NVIDIA FLARE Server & Application¶
In this example, the server runs FedAvg with the default settings.
If you export the job with the export function, you will see the
configurations for the server and each client. The server configuration is config_fed_server.json in the config folder
in app_server:
{
"format_version": 2,
"workflows": [
{
"id": "controller",
"path": "nvflare.app_common.workflows.fedavg.FedAvg",
"args": {
"num_clients": 2,
"num_rounds": 2
}
}
],
"components": [
{
"id": "json_generator",
"path": "nvflare.app_common.widgets.validation_json_generator.ValidationJsonGenerator",
"args": {}
},
{
"id": "model_selector",
"path": "nvflare.app_common.widgets.intime_model_selector.IntimeModelSelector",
"args": {
"aggregation_weights": {},
"key_metric": "accuracy"
}
},
{
"id": "receiver",
"path": "nvflare.app_opt.tracking.tb.tb_receiver.TBAnalyticsReceiver",
"args": {
"events": [
"fed.analytix_log_stats"
]
}
},
{
"id": "persistor",
"path": "nvflare.app_opt.pt.file_model_persistor.PTFileModelPersistor",
"args": {
"model": {
"path": "src.simple_network.SimpleNetwork",
"args": {}
}
}
},
{
"id": "model_locator",
"path": "nvflare.app_opt.pt.file_model_locator.PTFileModelLocator",
"args": {
"pt_persistor_id": "persistor"
}
}
],
"task_data_filters": [],
"task_result_filters": []
}
This is automatically created by the Job API. The server application configuration leverages NVIDIA FLARE built-in components.

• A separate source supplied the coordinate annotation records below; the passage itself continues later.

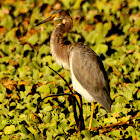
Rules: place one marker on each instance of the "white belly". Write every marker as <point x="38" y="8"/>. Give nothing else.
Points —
<point x="78" y="87"/>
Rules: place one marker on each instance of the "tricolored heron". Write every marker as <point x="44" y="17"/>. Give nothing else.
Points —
<point x="87" y="71"/>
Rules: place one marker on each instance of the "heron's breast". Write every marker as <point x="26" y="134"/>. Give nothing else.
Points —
<point x="79" y="88"/>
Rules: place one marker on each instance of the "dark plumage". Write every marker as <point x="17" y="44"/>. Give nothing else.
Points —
<point x="87" y="71"/>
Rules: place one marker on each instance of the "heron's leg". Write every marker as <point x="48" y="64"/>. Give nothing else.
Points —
<point x="91" y="117"/>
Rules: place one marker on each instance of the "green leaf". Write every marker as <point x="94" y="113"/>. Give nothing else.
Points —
<point x="44" y="88"/>
<point x="7" y="22"/>
<point x="101" y="48"/>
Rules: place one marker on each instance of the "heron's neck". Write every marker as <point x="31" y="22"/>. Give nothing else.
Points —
<point x="59" y="50"/>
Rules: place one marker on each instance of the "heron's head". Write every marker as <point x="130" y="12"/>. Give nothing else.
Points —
<point x="60" y="15"/>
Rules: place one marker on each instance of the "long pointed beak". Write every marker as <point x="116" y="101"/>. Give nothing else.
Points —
<point x="46" y="20"/>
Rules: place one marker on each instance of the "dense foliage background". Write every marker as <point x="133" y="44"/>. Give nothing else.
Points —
<point x="110" y="27"/>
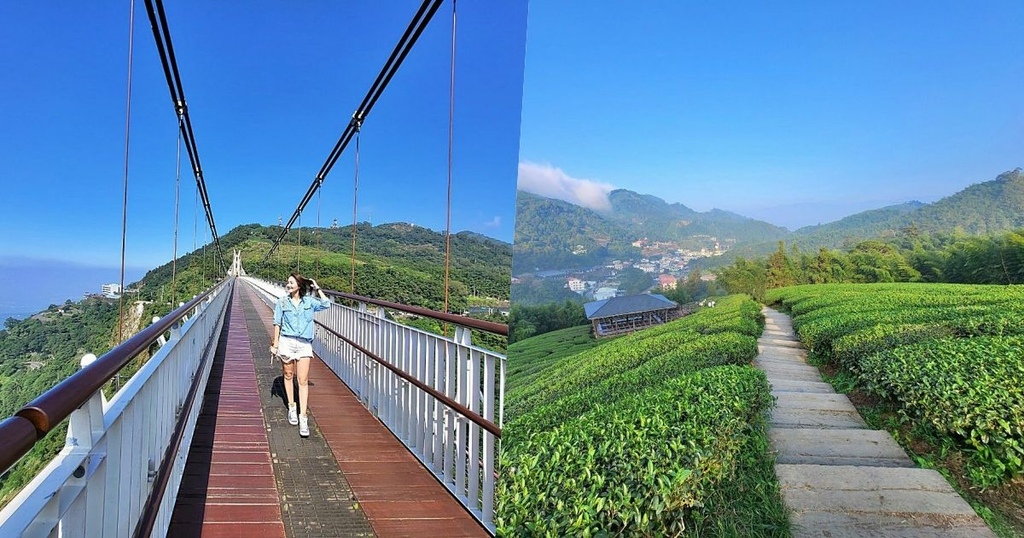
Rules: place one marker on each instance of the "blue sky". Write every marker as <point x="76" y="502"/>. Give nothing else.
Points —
<point x="796" y="113"/>
<point x="270" y="87"/>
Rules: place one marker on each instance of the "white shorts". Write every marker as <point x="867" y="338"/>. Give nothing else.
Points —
<point x="292" y="347"/>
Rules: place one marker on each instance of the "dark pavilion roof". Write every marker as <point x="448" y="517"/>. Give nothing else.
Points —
<point x="628" y="304"/>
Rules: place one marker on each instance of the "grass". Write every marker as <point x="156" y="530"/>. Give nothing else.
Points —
<point x="927" y="450"/>
<point x="750" y="503"/>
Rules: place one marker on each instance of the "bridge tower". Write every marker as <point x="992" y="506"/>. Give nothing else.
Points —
<point x="237" y="270"/>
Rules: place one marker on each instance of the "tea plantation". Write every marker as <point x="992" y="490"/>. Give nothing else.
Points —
<point x="660" y="432"/>
<point x="951" y="358"/>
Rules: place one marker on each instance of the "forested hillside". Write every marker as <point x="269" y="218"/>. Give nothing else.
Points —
<point x="397" y="262"/>
<point x="909" y="256"/>
<point x="548" y="231"/>
<point x="40" y="352"/>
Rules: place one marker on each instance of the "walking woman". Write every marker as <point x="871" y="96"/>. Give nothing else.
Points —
<point x="293" y="336"/>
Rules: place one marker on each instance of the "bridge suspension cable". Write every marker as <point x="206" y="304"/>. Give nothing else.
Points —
<point x="409" y="38"/>
<point x="448" y="205"/>
<point x="355" y="197"/>
<point x="124" y="204"/>
<point x="162" y="35"/>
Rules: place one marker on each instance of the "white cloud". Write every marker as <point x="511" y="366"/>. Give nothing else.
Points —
<point x="553" y="182"/>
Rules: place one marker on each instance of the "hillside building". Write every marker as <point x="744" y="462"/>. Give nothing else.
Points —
<point x="628" y="314"/>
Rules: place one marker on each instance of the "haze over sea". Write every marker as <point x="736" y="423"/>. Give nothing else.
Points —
<point x="32" y="285"/>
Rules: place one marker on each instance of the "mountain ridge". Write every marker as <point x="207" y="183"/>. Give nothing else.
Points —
<point x="982" y="208"/>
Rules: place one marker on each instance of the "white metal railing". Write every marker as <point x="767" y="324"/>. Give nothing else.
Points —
<point x="442" y="398"/>
<point x="100" y="482"/>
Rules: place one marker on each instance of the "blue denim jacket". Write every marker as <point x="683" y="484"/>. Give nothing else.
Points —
<point x="295" y="320"/>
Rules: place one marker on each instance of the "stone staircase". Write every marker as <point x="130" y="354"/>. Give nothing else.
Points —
<point x="840" y="479"/>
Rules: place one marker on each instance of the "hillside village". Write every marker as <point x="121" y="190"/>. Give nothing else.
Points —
<point x="665" y="261"/>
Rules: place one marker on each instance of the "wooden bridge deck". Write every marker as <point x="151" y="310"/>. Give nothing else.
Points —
<point x="250" y="473"/>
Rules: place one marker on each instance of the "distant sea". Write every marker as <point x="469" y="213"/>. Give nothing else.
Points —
<point x="31" y="286"/>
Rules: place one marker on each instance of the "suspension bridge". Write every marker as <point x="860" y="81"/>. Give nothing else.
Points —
<point x="406" y="423"/>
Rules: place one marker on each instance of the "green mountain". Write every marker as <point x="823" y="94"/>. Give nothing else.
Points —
<point x="553" y="234"/>
<point x="548" y="231"/>
<point x="981" y="209"/>
<point x="397" y="261"/>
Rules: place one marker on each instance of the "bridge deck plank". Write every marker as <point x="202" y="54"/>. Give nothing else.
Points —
<point x="228" y="487"/>
<point x="396" y="494"/>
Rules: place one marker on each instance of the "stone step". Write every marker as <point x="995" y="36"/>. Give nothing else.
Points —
<point x="838" y="447"/>
<point x="764" y="362"/>
<point x="804" y="399"/>
<point x="781" y="342"/>
<point x="876" y="501"/>
<point x="872" y="525"/>
<point x="779" y="350"/>
<point x="780" y="385"/>
<point x="792" y="357"/>
<point x="816" y="418"/>
<point x="811" y="402"/>
<point x="795" y="373"/>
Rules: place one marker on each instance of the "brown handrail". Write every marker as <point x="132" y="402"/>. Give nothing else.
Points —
<point x="492" y="327"/>
<point x="148" y="519"/>
<point x="465" y="411"/>
<point x="50" y="408"/>
<point x="16" y="438"/>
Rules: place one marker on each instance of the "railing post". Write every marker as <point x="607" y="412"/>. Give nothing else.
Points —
<point x="463" y="335"/>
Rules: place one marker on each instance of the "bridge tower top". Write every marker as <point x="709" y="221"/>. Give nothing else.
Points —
<point x="237" y="270"/>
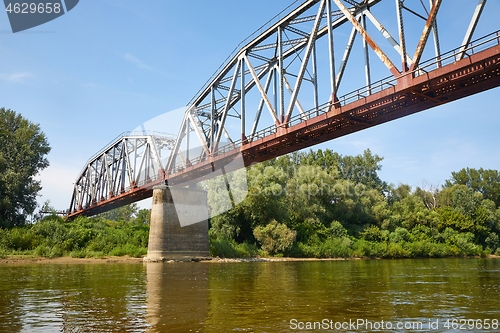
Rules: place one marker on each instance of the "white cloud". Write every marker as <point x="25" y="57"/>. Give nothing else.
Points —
<point x="15" y="77"/>
<point x="137" y="62"/>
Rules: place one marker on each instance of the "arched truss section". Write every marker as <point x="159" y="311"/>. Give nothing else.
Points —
<point x="326" y="69"/>
<point x="129" y="162"/>
<point x="298" y="65"/>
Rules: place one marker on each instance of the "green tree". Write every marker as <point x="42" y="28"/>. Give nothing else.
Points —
<point x="22" y="157"/>
<point x="484" y="181"/>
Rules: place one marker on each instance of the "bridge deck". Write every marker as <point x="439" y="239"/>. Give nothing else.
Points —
<point x="410" y="93"/>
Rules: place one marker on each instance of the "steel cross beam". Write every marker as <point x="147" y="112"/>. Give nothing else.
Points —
<point x="125" y="165"/>
<point x="278" y="69"/>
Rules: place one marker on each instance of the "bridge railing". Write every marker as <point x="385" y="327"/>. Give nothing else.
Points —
<point x="425" y="67"/>
<point x="449" y="57"/>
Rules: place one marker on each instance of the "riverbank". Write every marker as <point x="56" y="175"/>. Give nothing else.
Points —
<point x="131" y="260"/>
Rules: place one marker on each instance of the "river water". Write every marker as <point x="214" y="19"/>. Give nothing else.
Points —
<point x="437" y="295"/>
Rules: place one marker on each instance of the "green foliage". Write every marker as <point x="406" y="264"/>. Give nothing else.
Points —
<point x="307" y="191"/>
<point x="484" y="181"/>
<point x="22" y="157"/>
<point x="275" y="237"/>
<point x="226" y="248"/>
<point x="83" y="237"/>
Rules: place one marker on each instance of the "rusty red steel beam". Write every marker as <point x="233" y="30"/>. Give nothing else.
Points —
<point x="471" y="75"/>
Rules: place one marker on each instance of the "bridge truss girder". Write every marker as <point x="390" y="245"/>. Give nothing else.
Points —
<point x="280" y="70"/>
<point x="126" y="164"/>
<point x="280" y="93"/>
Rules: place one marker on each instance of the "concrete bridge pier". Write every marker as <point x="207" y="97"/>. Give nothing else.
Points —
<point x="178" y="230"/>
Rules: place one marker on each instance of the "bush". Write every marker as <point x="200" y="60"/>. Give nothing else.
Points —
<point x="222" y="247"/>
<point x="275" y="237"/>
<point x="373" y="234"/>
<point x="130" y="250"/>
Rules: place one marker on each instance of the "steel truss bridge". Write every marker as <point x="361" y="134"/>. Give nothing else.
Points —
<point x="282" y="91"/>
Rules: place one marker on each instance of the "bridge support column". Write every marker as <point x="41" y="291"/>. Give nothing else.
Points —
<point x="178" y="230"/>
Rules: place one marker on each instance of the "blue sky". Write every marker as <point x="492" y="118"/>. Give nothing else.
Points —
<point x="110" y="65"/>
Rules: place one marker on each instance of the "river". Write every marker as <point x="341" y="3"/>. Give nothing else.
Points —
<point x="418" y="295"/>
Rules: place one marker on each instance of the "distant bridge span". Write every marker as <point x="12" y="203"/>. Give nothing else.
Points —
<point x="288" y="69"/>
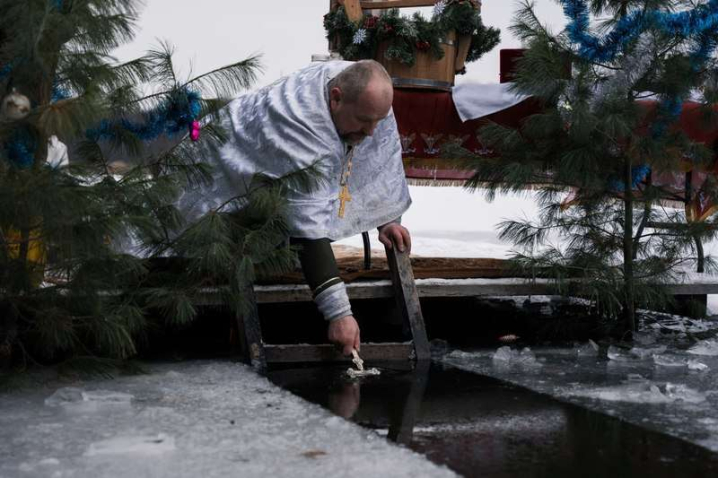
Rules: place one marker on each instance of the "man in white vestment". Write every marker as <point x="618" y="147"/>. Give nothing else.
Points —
<point x="338" y="113"/>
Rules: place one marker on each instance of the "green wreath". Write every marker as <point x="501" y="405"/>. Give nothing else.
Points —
<point x="407" y="35"/>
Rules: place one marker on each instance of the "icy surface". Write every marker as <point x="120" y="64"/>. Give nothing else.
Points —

Note that persistor points to PTFileModelPersistor. This is automatically configured when the model SimpleNetwork is added
to the server with the to function. The Job API detects that the model is a PyTorch model
and automatically configures PTFileModelPersistor
and PTFileModelLocator.
Client Configuration¶
The client configuration is config_fed_client.json in the config folder of each client app folder:
{
"format_version": 2,
"executors": [
{
"tasks": [
"*"
],
"executor": {
"path": "nvflare.app_opt.pt.in_process_client_api_executor.PTInProcessClientAPIExecutor",
"args": {
"task_script_path": "src/hello-pt_cifar10_fl.py"
}
}
}
],
"components": [
{
"id": "event_to_fed",
"path": "nvflare.app_common.widgets.convert_to_fed_event.ConvertToFedEvent",
"args": {
"events_to_convert": [
"analytix_log_stats"
]
}
}
],
"task_data_filters": [],
"task_result_filters": []
}
The task_script_path is set to the path of the client training script.
The full source code for this exercise can be found in examples/hello-world/hello-pt.